Files
ragflow/deepdoc/server/README.md

205 lines
4.4 KiB
Markdown
Raw Normal View History

# OSS DeepDoc HTTP API Service
Serves DLA (Document Layout Analysis), OCR (Optical Character Recognition), and
TSR (Table Structure Recognition) models via a unified HTTP API using
[LitServe](https://github.com/Lightning-AI/litserve) and OSS ONNX Runtime models.
## Quick Start
```bash
# Build
docker build -f Dockerfile_deepdoc_oss -t deepdoc_oss:latest .
# Run (CPU only; no GPU required)
docker run -p 9390:9390 deepdoc_oss:latest
# Or via docker compose
docker compose -f docker/docker-compose.yml up -d
```
The service listens on port **9390** by default. Pass `--port` to change it:
```bash
python deepdoc/server/deepdoc_server.py --port 9000 --model-dir /path/to/models
```
## Endpoints
All prediction endpoints accept JPEG images via `multipart/form-data`. The form
field for file uploads is named `request`.

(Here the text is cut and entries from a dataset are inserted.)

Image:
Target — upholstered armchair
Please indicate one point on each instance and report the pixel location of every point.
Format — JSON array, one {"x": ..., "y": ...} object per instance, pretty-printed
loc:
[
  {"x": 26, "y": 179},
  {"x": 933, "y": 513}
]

| Method | Path | Description |
|--------|------|-------------|
| `GET` | `/health` | Liveness probe. Returns `ok`. |
| `GET` | `/model` | Model metadata. Returns `{"model":"oss","version":"1.0"}`. |
| `POST` | `/predict/dla` | Document Layout Analysis. |
| `POST` | `/predict/tsr` | Table Structure Recognition. |
| `POST` | `/predict/ocr` | OCR — use form field `operator=det` for detection or `operator=rec` for recognition. |
### `POST /predict/dla`
Analyzes a full page image and returns labelled layout regions.
**Request**
```
curl -X POST http://localhost:9390/predict/dla \
-F "request=@page.jpg;type=image/jpeg"
```
**Response**
```json
{
"bboxes": [
[x0, y0, x1, y1, score, class_id],
...
]
}
```
| class_id | Label |
|:--------:|-------|
| 0 | title |
| 1 | text |
| 2 | reference |
| 3 | figure |
| 4 | figure caption |
| 5 | table |
| 6 | table caption |
| 8 | equation |
> The OSS model uses 8 unique class IDs. IDs 7 and 9 are reserved for
> compatibility with the SaaS label scheme but are never produced by the
> OSS model.
### `POST /predict/tsr`
Recognizes table structure from a cropped table image.
**Request**
```
curl -X POST http://localhost:9390/predict/tsr \
-F "request=@table_crop.jpg;type=image/jpeg"
```
**Response**
```json
{
"bboxes": [
[x0, y0, x1, y1, score, class_id],
...
]
}
```
| class_id | Label |
|:--------:|-------|
| 0 | table |
| 1 | table column |
| 2 | table row |
| 3 | table column header |
| 4 | table projected row header |
| 5 | table spanning cell |
### `POST /predict/ocr`
Two modes controlled by the `operator` form field.
#### Detection (`operator=det`)
Returns quadrilateral bounding boxes for detected text regions.
```
curl -X POST "http://localhost:9390/predict/ocr" \
-F "operator=det" \
-F "request=@page.jpg;type=image/jpeg"
```
**Response** (5-level nested array):
```json
{
"output": [
[
[
[
[[x0,y0],[x1,y1],[x2,y2],[x3,y3]],
...
]
]
]
]
}
```
#### Recognition (`operator=rec`)
Recognizes text within a cropped region.
```
curl -X POST "http://localhost:9390/predict/ocr" \
-F "operator=rec" \
-F "request=@char_crop.jpg;type=image/jpeg"
```
**Response** (4-level nested array):
```json
{
"output": [
[
[
["recognized text", 1.0],
...
]
]
]
}
```
> Confidence is always `1.0` — the OSS recognition model does not return
> per-character confidence scores.
## Error Responses
| Scenario | HTTP Status |
|----------|:-----------:|
| Missing `operator` field (OCR) | 400 |
| Invalid `operator` value | 400 |
| Empty or corrupt image | 400 |
| Image exceeds 4096×4096 | 400 |
| Internal inference error | 500 |
## Models
All ONNX models are from the [InfiniFlow/deepdoc](https://huggingface.co/InfiniFlow/deepdoc)
HuggingFace repository (Apache 2.0 license):
| File | Size | Purpose |
|------|------|---------|
| `layout.onnx` | 75.7 MB | DLA (YOLOv10) |
| `det.onnx` | 4.7 MB | OCR text detection (PP-OCRv4) |
| `rec.onnx` | 10.8 MB | OCR text recognition (PP-OCRv4) |
| `tsr.onnx` | 12.2 MB | TSR (PaddleDetection) |
| `ocr.res` | 26 KB | OCR character dictionary |
## Architecture
```
deepdoc/server/
├── deepdoc_server.py # LitServe entry point
├── endpoints/ # LitAPI endpoints (HTTP layer)
│ ├── dla_endpoint.py
│ ├── tsr_endpoint.py
│ └── ocr_endpoint.py
└── adapters/ # Model wrappers (inference + format conversion)
├── dla_adapter.py
├── tsr_adapter.py
└── ocr_adapter.py
```
Endpoints → Adapters → `deepdoc/vision/` (reused OSS model classes) → ONNX Runtime.